The Battle of Britain, by Kate Moore, Osprey Publishing, 2010, $29.95.
The Most Dangerous Enemy: An Illustrated History of the Battle of Britain, by Stephen Bungay, Zenith Books, 2010, $40.
Last of the Few: 18 Battle of Britain Fighter Pilots Tell Their Extraordinary Stories, by Dilip Sarkar, Stroud, 2010, $34.95.
Seventy years ago this past summer, two powerful air force rivals clashed in a contest that still stirs the imagination. The story of Winston Churchill’s gallant “Few” standing up to Adolf Hitler’s Luftwaffe has been told and retold, and as the anniversary year unfolds we can expect dozens of new volumes to add to the many hundreds—if not thousands—of books dealing with the Battle of Britain. We have here three noteworthy books that, for different reasons, stand apart from the pack.

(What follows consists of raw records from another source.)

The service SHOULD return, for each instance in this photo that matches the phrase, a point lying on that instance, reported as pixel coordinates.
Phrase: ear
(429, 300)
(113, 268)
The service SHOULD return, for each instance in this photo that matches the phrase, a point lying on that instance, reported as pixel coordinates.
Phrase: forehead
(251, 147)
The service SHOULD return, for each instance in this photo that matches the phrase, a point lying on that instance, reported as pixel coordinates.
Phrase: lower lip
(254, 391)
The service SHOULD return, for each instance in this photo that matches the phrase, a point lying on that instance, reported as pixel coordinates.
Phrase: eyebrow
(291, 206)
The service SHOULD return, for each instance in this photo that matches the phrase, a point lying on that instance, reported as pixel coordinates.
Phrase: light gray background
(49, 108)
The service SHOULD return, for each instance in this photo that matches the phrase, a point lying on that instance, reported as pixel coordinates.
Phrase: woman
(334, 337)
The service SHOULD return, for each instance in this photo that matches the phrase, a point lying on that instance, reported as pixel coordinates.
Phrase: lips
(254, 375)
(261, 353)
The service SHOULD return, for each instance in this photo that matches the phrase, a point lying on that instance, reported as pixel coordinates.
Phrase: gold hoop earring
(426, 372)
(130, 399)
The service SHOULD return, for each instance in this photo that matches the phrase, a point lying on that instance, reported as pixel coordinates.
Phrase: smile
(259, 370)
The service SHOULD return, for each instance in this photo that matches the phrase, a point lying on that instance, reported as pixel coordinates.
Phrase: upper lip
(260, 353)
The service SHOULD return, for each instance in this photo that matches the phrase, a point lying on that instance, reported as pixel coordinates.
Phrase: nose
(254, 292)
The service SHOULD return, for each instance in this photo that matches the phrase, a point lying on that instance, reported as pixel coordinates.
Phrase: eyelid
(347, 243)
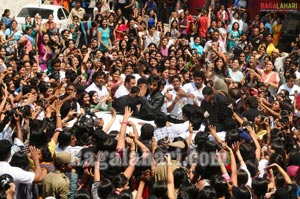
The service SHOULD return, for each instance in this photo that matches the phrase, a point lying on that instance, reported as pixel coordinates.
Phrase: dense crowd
(222, 97)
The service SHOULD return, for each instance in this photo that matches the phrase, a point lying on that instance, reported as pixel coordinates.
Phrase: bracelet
(58, 129)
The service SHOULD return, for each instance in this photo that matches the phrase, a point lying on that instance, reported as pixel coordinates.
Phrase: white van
(44, 10)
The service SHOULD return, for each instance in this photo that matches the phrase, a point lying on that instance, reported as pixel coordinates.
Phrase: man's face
(130, 84)
(172, 72)
(215, 36)
(255, 31)
(291, 82)
(78, 4)
(152, 86)
(176, 83)
(198, 82)
(100, 81)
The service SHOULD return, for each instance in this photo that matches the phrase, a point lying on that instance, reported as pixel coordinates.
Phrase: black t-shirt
(251, 114)
(288, 192)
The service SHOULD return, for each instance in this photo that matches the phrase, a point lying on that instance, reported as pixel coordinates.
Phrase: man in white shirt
(178, 100)
(290, 86)
(194, 89)
(19, 175)
(99, 79)
(124, 89)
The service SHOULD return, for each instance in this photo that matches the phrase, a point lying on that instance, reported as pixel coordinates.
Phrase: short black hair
(5, 147)
(160, 120)
(128, 78)
(97, 74)
(134, 90)
(147, 131)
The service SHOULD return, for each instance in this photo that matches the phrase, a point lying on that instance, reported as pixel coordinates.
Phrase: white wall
(15, 5)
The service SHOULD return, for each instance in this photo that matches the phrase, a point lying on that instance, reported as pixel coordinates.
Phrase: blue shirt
(198, 47)
(16, 36)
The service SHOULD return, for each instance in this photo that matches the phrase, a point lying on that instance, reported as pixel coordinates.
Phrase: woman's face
(123, 44)
(235, 64)
(70, 90)
(269, 66)
(49, 92)
(276, 106)
(173, 61)
(28, 19)
(116, 76)
(73, 140)
(75, 62)
(46, 38)
(153, 62)
(14, 25)
(180, 62)
(165, 74)
(186, 75)
(104, 23)
(128, 70)
(95, 98)
(152, 87)
(219, 64)
(236, 26)
(176, 83)
(114, 55)
(167, 63)
(174, 24)
(71, 44)
(86, 99)
(83, 80)
(50, 18)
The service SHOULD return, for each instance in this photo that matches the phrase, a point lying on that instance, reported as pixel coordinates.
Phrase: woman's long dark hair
(20, 159)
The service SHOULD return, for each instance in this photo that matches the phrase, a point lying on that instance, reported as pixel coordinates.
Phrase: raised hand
(127, 113)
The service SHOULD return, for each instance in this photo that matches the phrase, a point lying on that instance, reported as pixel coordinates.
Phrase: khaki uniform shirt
(56, 184)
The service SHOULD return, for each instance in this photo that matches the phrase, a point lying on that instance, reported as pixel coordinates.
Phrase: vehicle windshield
(44, 13)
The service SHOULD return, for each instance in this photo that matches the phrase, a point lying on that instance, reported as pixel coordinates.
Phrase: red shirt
(202, 22)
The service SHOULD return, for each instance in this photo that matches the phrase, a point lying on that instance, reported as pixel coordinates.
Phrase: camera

Many of the new offerings can be described as “coffee table books”—long on glossy graphics and short on substance and analysis. It would be a mistake to lump Kate Moore’s The Battle of Britain into that category. True, it is beautifully illustrated. Photos, wartime posters and drawings, and even a pilot’s handwritten diary—mostly culled from the Imperial War Museum’s vast archives—make this one of the most attractive illustrated treatments to appear. The brief, authoritative text is a match for the graphics. Moore draws on the best of the secondary literature, enhanced with material from the IWM’s sound recordings collection, to produce a short account of the air battle that is both comprehensive and readable. Only a few erroneous photo captions mar an otherwise magnificent presentation.
Stephen Bungay’s The Most Dangerous Enemy originally appeared in 2000. This large-format, heavily illustrated edition preserves most of the original text, sacrificing only the source notes, orders of battle, epilogue and postscript. The photos are a mix of lesser-known and well-worn shots, augmented by new maps, charts and tables. Though the illustrations certainly add something, the real value of this book is that it is quite simply the best single-volume treatment of the battle to have appeared in 70 years—and there is some stiff competition. Bungay’s work covers the waterfront—technology, tactics, command and leadership, personal accounts and thorough discussions of subjects such as intelligence and aircraft production. He also provides a gripping day-by-day narrative of the air action that rests on superb research while at the same time conveying the struggle’s human drama. His overall interpretation—that the British victory was not due to “muddling through,” or solely the result of German blunders, but was rather the product of superior generalship—will stand the test of time.
Of the 2,936 Fighter Command aircrew members who flew in the battle, fewer than 100 survive today. Aerial combat in 1940 claimed some, many others did not survive the remainder of the war, and time has done in the rest. Dilip Sarkar has over the last 20 years interviewed hundreds of survivors, combining this priceless archive with additional research to produce more than a dozen books on the battle. Last of the Few emphasizes not the role of the well-known aces (only one of the 18 subjects of the book, George Unwin, qualifies as a familiar name) but the exploits of the self-acknowledged also-rans of the battle. The focus here is on pilots with few kills, who served with the less prominent 10 and 13 Groups, or were otherwise denied the limelight—and whose collective contribution to the RAF’s victory is uncontested. Most were interviewed by Sarkar, but one squadron leader, Brian Lane, died in action in 1942. Building on recollections of squadron mates, Sarkar reconstructs the story of this gifted leader.
A consistent theme is the survivors’ humility. Most are reluctant to discuss their own exploits; one even notes, “It is sad that the best pilots seemed to get killed whilst the‘hams’ like me survived.” Future generations of aviation historians are in Sarkar’s debt.